Sharon Price John
Analyst · Nokomis Capital. Please state the question.
Yeah, it’s – of course it’s something we talk about a lot. And the interesting piece of that is just to get down in the details of it. The concourse shops for example and I’m talking a lot about them, they cost me $100,000 to put in, right, and we expect to get about half the volume of an average store, so rough and tumble, they cost me 20% of what it takes me to remodel a store, yet I get half of the volume and expected half of the volume that I would get for the remodel. I can get out in three years, they have a lower operational cost, and I have no leasehold, so I just backup a truck and move them out, move them to the next mall, move them to a museum, move them to a zoo, they just create tremendous flexibility.
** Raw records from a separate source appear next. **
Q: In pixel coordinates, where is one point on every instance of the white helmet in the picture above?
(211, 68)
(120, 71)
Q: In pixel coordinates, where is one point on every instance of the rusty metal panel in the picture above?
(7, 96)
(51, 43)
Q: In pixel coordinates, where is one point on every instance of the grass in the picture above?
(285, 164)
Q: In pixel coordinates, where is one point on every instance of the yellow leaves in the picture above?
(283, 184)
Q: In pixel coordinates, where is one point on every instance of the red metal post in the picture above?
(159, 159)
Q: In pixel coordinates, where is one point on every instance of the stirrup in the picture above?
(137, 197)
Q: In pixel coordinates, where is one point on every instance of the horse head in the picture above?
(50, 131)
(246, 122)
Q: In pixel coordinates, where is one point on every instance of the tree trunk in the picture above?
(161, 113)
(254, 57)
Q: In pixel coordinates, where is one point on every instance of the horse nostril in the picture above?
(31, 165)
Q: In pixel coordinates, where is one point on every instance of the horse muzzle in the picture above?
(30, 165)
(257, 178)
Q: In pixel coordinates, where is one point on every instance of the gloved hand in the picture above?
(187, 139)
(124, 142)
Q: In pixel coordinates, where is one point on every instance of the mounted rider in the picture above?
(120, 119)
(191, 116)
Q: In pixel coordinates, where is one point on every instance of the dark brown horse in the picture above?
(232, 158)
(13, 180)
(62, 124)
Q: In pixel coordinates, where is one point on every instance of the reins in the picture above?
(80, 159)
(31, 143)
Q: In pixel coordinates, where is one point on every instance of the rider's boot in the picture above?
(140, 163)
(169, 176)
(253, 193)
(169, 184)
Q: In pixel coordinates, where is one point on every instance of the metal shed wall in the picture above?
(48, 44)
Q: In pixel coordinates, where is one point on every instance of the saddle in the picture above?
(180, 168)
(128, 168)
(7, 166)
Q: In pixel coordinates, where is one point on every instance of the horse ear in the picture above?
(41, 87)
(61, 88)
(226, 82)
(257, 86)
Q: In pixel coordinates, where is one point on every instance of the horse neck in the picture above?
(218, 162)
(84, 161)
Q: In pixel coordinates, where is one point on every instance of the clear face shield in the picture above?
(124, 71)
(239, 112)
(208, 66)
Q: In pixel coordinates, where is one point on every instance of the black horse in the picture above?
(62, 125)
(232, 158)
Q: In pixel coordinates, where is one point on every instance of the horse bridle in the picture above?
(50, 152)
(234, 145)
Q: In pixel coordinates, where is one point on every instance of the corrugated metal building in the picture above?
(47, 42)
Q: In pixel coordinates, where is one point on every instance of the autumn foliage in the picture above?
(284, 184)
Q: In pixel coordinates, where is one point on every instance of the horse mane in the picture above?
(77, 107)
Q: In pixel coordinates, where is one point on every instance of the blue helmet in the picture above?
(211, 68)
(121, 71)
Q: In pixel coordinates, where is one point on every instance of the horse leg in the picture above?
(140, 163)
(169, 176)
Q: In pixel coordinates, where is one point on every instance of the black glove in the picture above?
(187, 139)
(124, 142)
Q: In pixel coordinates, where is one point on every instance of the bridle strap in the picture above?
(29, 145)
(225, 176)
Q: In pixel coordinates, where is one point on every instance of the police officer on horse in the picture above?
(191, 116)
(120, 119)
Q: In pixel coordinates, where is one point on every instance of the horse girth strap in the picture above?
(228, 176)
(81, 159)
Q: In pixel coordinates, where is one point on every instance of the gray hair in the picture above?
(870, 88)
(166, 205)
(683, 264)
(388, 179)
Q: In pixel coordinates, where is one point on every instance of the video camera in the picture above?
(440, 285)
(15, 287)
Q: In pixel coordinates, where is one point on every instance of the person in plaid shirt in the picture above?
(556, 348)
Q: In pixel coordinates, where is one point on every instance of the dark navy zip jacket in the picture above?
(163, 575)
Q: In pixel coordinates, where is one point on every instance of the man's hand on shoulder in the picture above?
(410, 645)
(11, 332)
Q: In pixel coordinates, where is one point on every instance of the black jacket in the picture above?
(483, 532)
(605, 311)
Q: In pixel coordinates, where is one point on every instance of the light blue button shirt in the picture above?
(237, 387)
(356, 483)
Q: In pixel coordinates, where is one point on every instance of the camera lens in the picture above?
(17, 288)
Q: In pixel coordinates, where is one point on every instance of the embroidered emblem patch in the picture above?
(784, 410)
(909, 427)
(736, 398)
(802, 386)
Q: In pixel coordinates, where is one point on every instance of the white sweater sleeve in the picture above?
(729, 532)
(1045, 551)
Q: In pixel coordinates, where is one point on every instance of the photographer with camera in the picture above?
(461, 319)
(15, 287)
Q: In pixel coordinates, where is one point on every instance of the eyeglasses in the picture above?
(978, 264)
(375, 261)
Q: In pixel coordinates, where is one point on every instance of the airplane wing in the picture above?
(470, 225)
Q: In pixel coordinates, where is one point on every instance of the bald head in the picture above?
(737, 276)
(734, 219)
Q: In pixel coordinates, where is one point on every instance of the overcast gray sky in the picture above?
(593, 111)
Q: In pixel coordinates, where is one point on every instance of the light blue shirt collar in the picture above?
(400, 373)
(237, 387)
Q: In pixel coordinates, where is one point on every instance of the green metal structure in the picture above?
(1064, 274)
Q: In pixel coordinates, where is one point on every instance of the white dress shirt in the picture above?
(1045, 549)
So when you are thinking about “all of these stores” yes, Discovery is a component, but also discovery stores in the format of concourse shops, they are a component. And all of these stores, it’s – don’t think, oh, it’s another 25 square foot box sits in – stuck in a 10-year lease with 3% increases every year, a lot of these stores are nontraditional execution like a concourse shop, like a shop in shop, like a Gaylord store. So when you are counting – when you look at our store count year-on-year, it has a lot of different types of stores in there. So at the end of the day, yes, we have to be completely scrutinizing and we are looking at this situation as one lease at a time, one negotiation at a time, one mall at a time, where are we in the mall, what are the anchors, does this makes sense, just a high level of scrutiny. But at the end of the day, we do believe that we fundamentally need some physical retail environment to continue to evolve and build the brand. And if that means we ultimately send them back to engaging the brand in a digital way, that's fine, but there's got to be this place to where you go and actually build a bear.